Mass Defect

Mass Defect

Mass Defect

From the proton-neutron theory about the structure of the nucleus, we know that other than the hydrogen nucleus of atoms of all the elements are composed of proton and neutron. So, the mass of the nucleus should be equal to the masses of proton and neutrons. Mass Defect is the difference between the mass of an isotope and its mass number, representing binding energy. Proton and neutron are the ingredient particles of the nucleus. But the mass of a nucleus is found to differ from the sum of masses of proton and neutron.
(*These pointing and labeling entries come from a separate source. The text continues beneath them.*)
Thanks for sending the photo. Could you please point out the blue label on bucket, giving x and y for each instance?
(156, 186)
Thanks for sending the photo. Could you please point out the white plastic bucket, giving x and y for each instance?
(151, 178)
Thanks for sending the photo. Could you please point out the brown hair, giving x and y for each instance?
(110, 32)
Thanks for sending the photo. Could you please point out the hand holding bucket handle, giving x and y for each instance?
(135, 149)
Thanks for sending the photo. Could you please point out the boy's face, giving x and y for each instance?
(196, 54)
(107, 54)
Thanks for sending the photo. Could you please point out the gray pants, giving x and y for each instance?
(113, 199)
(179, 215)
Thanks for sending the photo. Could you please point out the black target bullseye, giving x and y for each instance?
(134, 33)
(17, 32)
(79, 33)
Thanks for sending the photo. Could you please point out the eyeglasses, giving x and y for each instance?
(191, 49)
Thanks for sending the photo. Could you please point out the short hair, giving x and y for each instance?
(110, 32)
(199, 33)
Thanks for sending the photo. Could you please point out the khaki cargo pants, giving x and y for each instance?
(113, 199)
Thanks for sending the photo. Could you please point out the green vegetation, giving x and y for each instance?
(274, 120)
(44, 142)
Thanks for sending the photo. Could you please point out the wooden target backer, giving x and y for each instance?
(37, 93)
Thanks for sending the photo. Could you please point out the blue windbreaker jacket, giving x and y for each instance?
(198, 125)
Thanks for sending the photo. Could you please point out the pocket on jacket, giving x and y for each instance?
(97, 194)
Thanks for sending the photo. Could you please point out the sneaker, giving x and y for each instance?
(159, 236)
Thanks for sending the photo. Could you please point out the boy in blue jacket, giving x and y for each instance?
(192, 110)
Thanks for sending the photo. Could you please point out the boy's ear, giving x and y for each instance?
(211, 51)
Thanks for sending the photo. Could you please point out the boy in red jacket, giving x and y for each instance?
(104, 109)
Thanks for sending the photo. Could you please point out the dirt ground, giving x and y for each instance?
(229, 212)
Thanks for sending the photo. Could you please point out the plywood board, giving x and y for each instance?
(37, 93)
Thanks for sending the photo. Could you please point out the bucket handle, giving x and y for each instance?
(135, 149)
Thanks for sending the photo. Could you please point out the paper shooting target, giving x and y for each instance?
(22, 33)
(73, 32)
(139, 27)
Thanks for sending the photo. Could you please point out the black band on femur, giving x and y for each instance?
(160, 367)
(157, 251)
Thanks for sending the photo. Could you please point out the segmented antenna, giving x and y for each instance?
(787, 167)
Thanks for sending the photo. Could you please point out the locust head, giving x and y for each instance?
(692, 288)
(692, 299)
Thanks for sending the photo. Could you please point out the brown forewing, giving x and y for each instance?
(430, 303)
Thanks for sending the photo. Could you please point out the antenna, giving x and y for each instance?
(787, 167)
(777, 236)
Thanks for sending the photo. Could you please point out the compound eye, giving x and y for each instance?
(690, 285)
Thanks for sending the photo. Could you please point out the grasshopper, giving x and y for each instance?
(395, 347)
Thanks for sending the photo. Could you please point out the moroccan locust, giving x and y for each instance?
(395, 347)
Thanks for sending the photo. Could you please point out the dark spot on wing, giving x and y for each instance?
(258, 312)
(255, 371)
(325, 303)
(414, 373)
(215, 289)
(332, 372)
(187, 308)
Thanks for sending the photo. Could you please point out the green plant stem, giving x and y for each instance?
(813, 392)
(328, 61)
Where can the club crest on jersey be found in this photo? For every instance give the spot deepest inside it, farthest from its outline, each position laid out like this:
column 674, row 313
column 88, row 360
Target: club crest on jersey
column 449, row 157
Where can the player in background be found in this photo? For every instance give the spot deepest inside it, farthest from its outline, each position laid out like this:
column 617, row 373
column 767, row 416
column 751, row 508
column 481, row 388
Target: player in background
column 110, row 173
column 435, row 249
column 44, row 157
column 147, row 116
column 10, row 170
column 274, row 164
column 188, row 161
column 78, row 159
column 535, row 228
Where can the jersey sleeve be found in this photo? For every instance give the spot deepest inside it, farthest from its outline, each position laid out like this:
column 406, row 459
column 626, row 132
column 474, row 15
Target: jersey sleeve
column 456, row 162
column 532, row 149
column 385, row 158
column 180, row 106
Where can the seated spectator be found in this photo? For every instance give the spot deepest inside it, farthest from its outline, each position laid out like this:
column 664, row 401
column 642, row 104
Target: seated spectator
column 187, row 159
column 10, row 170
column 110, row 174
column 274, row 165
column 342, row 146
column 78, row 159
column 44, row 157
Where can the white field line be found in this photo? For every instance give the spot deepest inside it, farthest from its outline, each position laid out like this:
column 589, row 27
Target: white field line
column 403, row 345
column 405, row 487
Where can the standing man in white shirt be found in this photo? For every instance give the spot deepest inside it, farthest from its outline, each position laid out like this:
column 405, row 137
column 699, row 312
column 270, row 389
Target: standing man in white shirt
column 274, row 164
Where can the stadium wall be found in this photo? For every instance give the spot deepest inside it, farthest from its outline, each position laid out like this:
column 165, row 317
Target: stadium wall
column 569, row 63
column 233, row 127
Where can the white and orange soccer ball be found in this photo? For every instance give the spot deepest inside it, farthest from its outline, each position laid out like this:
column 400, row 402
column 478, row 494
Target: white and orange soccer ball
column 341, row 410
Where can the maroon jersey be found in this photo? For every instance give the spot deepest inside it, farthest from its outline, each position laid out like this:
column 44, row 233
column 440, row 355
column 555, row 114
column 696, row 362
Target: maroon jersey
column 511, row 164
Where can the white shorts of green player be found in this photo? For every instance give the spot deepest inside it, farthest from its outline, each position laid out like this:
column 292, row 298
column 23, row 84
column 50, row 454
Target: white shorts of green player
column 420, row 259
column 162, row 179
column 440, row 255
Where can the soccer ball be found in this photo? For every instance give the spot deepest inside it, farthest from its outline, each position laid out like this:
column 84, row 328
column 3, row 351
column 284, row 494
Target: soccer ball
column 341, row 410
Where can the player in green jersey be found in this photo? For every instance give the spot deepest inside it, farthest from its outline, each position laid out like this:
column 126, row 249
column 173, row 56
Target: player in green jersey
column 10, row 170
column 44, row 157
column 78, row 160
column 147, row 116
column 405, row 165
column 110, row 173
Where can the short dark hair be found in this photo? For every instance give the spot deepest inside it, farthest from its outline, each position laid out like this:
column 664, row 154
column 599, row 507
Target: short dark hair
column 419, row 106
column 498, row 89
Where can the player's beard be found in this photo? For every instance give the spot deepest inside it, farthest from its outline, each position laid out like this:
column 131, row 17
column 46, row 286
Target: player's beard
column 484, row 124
This difference in mass is known as a mass defect.

Suppose, the number of proton of a nucleus is Z and the number of neutrons is N. If the masses of protons and neutrons are respectively Mp and Mn, then the total mass of the nucleus is.

M = mass of protons + mass of neutrons,

or, M = ZMp + NMn

But, the mass of the permanent nucleus is found to be less than the combined mass of the constituent elements. This difference of the mass is called a mass defect.

It is generally expressed by Δm,

Mass defect, Δm = ZMp + NMn – M

or, Δm = ZMp + (A — Z)Mn – M

Here, A = mass number and N = (A — Z).

Now the question arises, where this missing mass goes? In answer, it can be said that during the formation of the nucleus this mass-has been radiated as energy and this energy is equal to the binding energy of the formation of the nucleus.